A disruption of plant communities in the park also could take place. (See section 7.) Some forests in the park could be replaced by grasslands. Other forests could decline because of hotter, drier conditions. The park’s expanses of alpine tundra, meadows, and wildflowers, plus a rare cedar-hemlock ecosystem, could all be reduced. Infestations of insects such as mountain pine beetles could increase.


More wildfires are likely, leading to more campfire bans, closures of trails, and reduced visitation. (See section 8.)


A loss of fishing can result if high water temperatures stress trout enough to lead to fishing closures or to elimination of trout from certain streams. (See section 9.)

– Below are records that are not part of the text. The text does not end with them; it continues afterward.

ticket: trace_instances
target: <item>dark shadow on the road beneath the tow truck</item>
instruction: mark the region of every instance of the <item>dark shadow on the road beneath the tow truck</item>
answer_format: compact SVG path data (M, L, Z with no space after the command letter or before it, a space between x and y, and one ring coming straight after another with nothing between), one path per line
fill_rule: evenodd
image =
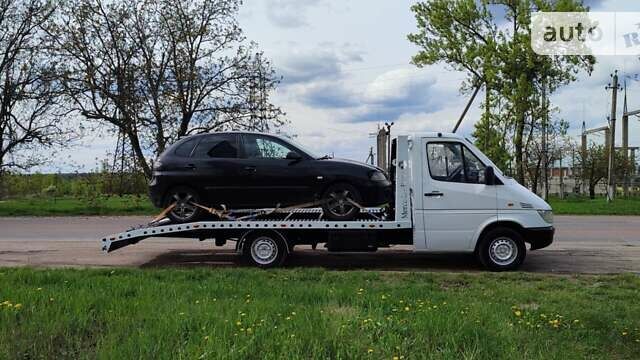
M174 250L163 253L141 267L250 267L230 249ZM469 254L416 254L408 250L375 253L329 253L324 250L296 250L285 268L380 271L482 271Z

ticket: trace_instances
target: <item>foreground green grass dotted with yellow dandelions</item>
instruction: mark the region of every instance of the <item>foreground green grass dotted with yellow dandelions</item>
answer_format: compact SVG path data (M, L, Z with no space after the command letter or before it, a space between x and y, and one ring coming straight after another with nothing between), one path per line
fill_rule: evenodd
M3 269L0 358L637 359L639 298L635 275Z

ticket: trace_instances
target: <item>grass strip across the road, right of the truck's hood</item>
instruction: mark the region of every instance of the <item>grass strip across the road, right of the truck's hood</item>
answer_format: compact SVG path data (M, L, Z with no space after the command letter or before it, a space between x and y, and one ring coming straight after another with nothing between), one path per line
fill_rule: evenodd
M610 204L605 198L550 198L549 204L558 215L640 215L640 198L618 198Z

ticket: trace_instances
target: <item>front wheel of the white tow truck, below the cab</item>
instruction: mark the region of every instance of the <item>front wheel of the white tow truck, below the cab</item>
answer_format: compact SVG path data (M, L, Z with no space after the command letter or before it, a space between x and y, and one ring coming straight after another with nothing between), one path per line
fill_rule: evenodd
M517 231L495 228L480 240L477 256L480 263L491 271L511 271L522 265L527 247Z

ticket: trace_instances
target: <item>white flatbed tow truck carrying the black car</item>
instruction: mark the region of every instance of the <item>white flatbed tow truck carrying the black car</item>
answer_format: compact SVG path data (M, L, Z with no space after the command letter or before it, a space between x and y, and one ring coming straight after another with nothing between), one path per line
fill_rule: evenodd
M248 261L269 268L282 265L296 245L359 252L403 244L420 253L474 253L488 269L504 271L523 263L526 244L536 250L553 241L551 207L459 135L396 136L391 164L394 201L362 209L352 221L325 220L319 208L242 210L186 224L160 219L104 237L102 250L151 237L235 241Z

More downpours and flooding are likely to be caused by increases in extreme storms, which can result in closures of park areas and reduced visitation. (See section 10.)

The otherwise superb Report was polluted with this piece of “clean coal” garbage by NRDC:

Accelerating the development and deployment of emerging clean energy technologies to lower long-term emission reduction costs. That means incentives and investments in renewable electricity, lowcarbon fuels, and carbon capture and storage, including a federal renewable energy standard, as well as infrastructure upgrades to support transmission capacity for these renewable assets. Finally, regulations to require any new coal-fired power plant to capture and permanently geologically sequester at least 85 percent of its carbon dioxide emissions, along with state and federal regulatory frameworks for site selection, operation, and monitoring for carbon capture and geologic storage systems.

There is no such thing as “clean coal”. World renowned global warming scientist Dr. Jim Hansen has called NRDC out on this.

NRDC should be ashamed of advocating for it via the CCS technological boodoggle.